1897 Quinine Gin is named to commemorate the work of Sir Ronald Ross, who in 1897 discovered how malaria is transmitted by mosquitos. Unfortunately malaria is still with us today, which is why a percentage of the profits of this gin go to Malaria No More UK (at least £5), which is enough to buy, deliver and hang a mosquito net to a family living at risk from malaria in Africa.
1897 Quinine Gin includes a range of botanicals - juniper, coriander, angelica, nutmeg, cassia, cinnamon, orris, liquorice, pink and white grapefruit, orange and lemon peels. The unique ingredient however is cinchona bark, that magical bark that was once used to treat fever and which gave birth to the quinine tonic we so love to have with our gin. In essence this is the history of gin in a bottle. This bounty of ingredients is distilled to strong 45.8%. The bottle itself looks solid and robust, with an intricate art-nouveau like label, which makes it stand out from the crowd.

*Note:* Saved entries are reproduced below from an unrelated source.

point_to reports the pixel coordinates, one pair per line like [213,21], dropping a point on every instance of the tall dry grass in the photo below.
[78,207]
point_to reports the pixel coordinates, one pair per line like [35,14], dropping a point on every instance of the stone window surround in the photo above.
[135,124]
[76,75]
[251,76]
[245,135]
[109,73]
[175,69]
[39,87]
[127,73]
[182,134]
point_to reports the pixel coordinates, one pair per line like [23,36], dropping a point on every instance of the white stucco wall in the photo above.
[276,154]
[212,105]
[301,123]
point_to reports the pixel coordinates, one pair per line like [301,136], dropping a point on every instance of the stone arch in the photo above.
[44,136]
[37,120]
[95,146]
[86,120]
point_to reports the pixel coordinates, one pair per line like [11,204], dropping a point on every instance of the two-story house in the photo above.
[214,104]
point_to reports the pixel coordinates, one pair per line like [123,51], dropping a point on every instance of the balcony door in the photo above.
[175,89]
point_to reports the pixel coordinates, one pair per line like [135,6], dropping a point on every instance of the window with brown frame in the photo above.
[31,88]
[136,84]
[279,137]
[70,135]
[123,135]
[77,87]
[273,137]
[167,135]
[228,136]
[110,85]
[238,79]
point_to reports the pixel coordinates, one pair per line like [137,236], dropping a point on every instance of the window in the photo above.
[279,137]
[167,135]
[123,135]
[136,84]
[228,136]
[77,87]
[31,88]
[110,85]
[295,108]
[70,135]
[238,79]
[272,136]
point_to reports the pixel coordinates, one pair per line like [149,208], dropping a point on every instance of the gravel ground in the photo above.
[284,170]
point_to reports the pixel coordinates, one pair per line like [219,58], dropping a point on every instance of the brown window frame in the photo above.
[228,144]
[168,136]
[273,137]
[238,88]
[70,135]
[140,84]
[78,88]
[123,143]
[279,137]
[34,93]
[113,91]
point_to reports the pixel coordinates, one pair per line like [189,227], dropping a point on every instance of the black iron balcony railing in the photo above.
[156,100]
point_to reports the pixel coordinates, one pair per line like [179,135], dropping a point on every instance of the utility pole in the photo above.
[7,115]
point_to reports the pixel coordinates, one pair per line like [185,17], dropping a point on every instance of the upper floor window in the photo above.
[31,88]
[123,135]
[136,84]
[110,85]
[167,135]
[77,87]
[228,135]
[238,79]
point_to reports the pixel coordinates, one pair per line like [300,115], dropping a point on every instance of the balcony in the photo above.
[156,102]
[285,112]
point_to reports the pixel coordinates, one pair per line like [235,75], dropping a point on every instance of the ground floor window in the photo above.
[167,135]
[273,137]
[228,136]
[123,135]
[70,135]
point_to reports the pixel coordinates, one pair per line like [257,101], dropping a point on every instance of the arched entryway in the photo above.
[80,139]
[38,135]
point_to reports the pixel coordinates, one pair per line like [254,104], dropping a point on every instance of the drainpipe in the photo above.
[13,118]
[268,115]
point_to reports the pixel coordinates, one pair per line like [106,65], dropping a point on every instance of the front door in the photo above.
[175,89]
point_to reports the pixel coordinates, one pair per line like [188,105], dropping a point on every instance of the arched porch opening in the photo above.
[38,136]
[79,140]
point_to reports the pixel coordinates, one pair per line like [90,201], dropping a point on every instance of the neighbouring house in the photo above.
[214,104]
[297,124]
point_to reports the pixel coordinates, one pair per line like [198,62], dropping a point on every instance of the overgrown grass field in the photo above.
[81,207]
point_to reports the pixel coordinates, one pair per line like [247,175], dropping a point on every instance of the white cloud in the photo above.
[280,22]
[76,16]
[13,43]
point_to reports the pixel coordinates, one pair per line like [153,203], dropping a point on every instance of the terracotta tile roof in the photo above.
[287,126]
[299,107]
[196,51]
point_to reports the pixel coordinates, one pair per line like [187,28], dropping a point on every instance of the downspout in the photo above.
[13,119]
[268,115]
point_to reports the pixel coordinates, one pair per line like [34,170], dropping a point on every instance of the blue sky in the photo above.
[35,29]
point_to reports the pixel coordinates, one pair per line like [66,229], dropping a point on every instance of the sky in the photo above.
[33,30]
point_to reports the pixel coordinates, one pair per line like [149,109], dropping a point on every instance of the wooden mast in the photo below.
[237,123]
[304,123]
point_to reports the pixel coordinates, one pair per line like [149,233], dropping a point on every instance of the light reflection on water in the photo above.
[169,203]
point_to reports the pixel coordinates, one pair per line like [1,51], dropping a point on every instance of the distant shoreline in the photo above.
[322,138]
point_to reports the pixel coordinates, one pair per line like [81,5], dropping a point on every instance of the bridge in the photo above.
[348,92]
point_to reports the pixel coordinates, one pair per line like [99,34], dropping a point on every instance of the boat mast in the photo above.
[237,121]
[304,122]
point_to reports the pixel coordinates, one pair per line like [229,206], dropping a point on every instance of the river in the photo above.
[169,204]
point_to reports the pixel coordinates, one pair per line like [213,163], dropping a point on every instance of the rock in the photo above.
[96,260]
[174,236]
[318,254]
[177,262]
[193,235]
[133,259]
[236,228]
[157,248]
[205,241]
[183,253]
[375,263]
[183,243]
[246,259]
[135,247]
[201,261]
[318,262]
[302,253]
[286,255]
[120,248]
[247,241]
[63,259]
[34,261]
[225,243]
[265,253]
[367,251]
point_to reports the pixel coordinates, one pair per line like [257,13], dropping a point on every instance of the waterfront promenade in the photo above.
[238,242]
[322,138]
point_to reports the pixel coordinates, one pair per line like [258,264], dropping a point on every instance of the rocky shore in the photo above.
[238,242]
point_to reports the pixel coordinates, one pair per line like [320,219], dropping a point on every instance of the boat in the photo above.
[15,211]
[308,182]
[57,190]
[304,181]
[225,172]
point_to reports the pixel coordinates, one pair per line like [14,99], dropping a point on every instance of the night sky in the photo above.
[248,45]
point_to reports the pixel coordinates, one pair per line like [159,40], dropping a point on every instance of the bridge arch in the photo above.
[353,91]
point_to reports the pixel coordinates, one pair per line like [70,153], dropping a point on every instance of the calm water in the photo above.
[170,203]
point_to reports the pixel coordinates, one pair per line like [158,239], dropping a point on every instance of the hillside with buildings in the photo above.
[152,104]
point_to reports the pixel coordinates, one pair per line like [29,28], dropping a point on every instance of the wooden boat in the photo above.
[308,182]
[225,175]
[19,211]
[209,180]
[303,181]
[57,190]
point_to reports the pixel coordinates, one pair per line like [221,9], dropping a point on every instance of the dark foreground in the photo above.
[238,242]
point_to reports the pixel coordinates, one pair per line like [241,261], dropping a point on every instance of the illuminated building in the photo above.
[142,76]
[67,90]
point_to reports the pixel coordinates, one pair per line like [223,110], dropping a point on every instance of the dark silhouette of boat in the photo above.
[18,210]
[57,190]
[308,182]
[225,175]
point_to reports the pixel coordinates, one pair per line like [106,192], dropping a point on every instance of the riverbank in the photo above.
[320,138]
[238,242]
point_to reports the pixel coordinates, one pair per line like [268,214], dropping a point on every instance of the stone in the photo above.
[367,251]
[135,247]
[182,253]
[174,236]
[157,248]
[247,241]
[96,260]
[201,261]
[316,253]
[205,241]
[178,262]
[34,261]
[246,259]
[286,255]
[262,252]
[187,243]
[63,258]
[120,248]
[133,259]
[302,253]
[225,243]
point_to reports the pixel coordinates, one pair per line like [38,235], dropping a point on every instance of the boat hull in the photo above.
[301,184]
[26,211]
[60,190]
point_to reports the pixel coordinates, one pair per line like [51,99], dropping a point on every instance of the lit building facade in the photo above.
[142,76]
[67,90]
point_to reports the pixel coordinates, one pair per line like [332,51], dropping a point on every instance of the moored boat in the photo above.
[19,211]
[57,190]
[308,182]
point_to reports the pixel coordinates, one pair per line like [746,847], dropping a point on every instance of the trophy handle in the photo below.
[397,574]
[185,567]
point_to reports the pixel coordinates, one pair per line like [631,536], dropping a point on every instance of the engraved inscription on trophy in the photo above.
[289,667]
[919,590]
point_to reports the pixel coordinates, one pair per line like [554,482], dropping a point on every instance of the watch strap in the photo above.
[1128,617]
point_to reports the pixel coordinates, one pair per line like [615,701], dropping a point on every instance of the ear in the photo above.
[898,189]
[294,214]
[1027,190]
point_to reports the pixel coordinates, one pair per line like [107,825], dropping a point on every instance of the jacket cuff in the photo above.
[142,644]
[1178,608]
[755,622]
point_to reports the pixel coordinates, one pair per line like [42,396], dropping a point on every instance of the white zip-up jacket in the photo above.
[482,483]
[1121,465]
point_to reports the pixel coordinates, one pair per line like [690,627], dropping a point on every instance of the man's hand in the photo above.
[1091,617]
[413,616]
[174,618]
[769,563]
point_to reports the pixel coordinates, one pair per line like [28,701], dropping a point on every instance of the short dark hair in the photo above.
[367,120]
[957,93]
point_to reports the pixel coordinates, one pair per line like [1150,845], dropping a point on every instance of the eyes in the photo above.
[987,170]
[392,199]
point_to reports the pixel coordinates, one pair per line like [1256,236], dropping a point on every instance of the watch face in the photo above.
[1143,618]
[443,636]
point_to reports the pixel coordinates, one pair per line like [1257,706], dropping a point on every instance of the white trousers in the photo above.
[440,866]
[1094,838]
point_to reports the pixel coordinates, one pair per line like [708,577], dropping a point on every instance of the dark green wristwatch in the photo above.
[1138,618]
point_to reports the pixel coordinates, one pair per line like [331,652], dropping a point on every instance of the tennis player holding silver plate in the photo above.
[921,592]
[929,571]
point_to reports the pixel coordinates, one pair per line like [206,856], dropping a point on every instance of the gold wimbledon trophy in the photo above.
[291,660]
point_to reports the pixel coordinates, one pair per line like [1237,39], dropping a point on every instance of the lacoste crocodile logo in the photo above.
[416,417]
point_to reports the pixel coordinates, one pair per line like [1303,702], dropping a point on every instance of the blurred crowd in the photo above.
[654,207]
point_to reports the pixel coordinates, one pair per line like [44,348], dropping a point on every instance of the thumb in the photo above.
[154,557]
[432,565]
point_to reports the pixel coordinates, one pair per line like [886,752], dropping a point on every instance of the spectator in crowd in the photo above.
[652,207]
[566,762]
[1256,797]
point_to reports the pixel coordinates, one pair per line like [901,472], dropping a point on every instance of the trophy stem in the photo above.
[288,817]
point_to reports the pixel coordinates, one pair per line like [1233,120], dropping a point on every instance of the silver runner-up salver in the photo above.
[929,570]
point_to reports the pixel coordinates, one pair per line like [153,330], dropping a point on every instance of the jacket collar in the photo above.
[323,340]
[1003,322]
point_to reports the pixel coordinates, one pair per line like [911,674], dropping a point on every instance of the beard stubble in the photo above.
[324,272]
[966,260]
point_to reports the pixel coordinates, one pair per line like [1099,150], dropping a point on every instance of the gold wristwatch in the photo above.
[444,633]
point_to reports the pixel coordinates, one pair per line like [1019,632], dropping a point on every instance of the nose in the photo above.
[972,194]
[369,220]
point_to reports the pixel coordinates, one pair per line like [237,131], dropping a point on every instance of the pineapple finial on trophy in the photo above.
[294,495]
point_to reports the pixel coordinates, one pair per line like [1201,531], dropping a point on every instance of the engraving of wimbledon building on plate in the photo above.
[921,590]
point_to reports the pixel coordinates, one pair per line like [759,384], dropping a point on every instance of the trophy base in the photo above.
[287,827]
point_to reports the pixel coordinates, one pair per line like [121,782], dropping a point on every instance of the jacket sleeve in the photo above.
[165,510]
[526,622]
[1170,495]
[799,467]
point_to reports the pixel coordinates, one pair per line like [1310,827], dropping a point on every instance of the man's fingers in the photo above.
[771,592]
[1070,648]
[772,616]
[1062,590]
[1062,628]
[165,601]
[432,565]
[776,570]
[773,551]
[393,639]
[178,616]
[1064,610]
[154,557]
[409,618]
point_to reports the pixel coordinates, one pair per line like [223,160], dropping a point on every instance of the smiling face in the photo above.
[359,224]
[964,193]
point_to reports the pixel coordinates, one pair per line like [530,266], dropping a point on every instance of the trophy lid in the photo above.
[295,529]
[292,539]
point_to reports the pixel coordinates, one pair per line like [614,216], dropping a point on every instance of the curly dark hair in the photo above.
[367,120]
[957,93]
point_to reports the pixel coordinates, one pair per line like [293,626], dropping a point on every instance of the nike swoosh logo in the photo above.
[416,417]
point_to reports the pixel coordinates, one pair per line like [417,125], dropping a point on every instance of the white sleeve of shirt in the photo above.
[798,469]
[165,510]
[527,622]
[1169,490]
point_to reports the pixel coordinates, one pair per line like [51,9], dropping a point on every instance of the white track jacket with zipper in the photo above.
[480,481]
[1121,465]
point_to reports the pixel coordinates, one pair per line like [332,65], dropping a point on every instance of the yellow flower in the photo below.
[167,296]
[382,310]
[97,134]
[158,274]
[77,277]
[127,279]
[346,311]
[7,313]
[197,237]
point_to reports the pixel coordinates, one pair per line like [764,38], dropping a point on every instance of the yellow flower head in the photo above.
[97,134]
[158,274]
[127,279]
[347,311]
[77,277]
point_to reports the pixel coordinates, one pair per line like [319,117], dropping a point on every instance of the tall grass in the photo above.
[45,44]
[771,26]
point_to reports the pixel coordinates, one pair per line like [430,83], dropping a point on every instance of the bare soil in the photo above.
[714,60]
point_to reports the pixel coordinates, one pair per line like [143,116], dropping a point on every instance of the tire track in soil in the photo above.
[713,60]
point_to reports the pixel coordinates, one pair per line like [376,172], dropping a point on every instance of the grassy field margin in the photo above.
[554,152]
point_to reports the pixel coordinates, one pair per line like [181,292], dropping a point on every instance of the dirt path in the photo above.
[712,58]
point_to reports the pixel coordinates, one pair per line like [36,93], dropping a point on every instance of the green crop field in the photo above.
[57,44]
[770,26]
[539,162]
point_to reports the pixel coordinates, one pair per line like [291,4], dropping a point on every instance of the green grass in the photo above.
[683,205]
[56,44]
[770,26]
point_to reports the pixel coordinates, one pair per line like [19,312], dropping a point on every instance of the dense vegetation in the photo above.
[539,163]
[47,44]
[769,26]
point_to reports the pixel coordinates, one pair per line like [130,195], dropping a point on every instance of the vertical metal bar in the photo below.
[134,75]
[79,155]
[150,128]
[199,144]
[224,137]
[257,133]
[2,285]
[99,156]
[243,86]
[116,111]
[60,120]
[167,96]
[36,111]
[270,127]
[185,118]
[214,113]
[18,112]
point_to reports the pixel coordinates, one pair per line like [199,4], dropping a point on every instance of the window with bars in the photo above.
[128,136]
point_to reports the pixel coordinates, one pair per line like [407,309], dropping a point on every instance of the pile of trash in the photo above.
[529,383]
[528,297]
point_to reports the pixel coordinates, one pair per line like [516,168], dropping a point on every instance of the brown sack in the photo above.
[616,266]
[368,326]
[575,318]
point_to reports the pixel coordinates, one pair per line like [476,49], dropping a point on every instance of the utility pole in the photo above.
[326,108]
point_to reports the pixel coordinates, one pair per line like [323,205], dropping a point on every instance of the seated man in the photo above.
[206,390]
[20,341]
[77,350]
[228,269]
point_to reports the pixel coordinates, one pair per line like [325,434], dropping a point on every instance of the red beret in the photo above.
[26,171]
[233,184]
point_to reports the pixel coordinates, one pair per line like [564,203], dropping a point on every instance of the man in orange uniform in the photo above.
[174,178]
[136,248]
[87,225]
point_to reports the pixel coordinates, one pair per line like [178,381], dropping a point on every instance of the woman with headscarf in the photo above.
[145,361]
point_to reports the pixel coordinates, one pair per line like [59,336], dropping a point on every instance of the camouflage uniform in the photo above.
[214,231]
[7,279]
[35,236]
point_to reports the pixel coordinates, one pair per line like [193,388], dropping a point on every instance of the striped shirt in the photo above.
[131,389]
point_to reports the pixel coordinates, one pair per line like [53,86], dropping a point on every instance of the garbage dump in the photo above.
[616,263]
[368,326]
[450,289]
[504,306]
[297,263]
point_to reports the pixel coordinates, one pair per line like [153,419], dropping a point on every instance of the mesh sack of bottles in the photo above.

Whilst I’m sure we can all agree, a gin that contributes to the prevention of malaria is a noble cause indeed, but how’s the gin itself?
Fox's tasting Notes
Like a warm night on safari you’re hit with sweet earthy notes that cloud your head with pleasant warmth.
1897 Tasting Notes
Nose: Clean and citrusy, leading into more earth notes
Taste: The floral quinine brings a classic bitterness, which warms into a spicy/sweet heat
Finish: Warm and woody, with a flash of grapefruit.
Average Price: £39.95
In conclusion this is a rather tasty bitter-sweet gin and well worth a try. If the quality of the gin alone wasn't enough you are also making a small donating to a charity that will try and make the world a slightly better place for someone. Drink gin and help the world - a motto I could live by.